Related: Everything We Know About The Bugatti Rimac Joint Venture
Weighing in at 5100 lbs, the Nevera is no lightweight boxing champion; it's a sumo wrestler. However, we'd have to admit that it's got the reflexes of the former. Rimac has also equipped the Nevera with tires that grip the road fiercely on the sharpest of mountain curves.
The Nevera can get its energy back at a rate of 300 watts, and it does this effortlessly, without hampering normal driving to recharge its battery. Its $2 million price tag is likely to scare most buyers away, but not those who've got two of each hypercar. Also, with Rimac building just 150 examples, it's going to be a rare sight on the roads.
What does it take to be the world's fastest car? Lots of horsepower, an aerodynamic shape, and a lightweight frame. With the Nevera, as mentioned earlier on, we're not sure about the last bit, but when it comes to the other two, the Nevera can easily stake that claim.
The car uses a four-motor; fully-electric powertrain that makes use of a carbon-sleeved permanent-magnet AC synchronous motor on each wheel, paired with a one-speed direct-drive transmission. A maximum of 1813hp is produced by the motors.
While the motors up-front produce 295hp and 207 lb-ft of torque, the pair at the rear produce 644hp and 664 lb-ft of torque at each wheel. Rimac proudly claims its baby will accelerate from 0-60mph in just 1.85 seconds; nobody ever saw that coming five years ago.

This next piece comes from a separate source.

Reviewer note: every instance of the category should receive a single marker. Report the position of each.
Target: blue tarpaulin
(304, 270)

It is most likely the quickest car any journalist has tested on the planet. But we don't see most Rimac owners doing justice to its top speed of 258mph; that sounds ludicrous – and more aptly – rather dangerous, at least on public roads.
Performance was definitely crucial at the time of the Nevera being on the drawing boards, but the company also wanted it to be a hypercar that you could drive fast, feeling comfortable. With production being limited, customers are allowed to choose between all kinds of materials, stitching, and colors to give them the look and feel that best suits their taste.
There's also the carbon monocoque that blends well with the rest of the 'luxurious' cockpit. The carbon is so exposed, you see it on the central console of the dashboard, and around it, covering the steering column. You'll see billet aluminum and suede used inside the Rimac Nevera.
Related: A Rimac Nevera Tester Hits 144 Mph On A Public Road And Surrenders To The Police
Range in a car with horsepower that can put a Formula racer to shame is highly unlikely to matter so much to someone buying a Nevera. But let's get it out of the way anyway. If you haven't put your foot down on the throttle like it's stuck with glue, the Nevera should return an EPA-estimated range of 205 miles.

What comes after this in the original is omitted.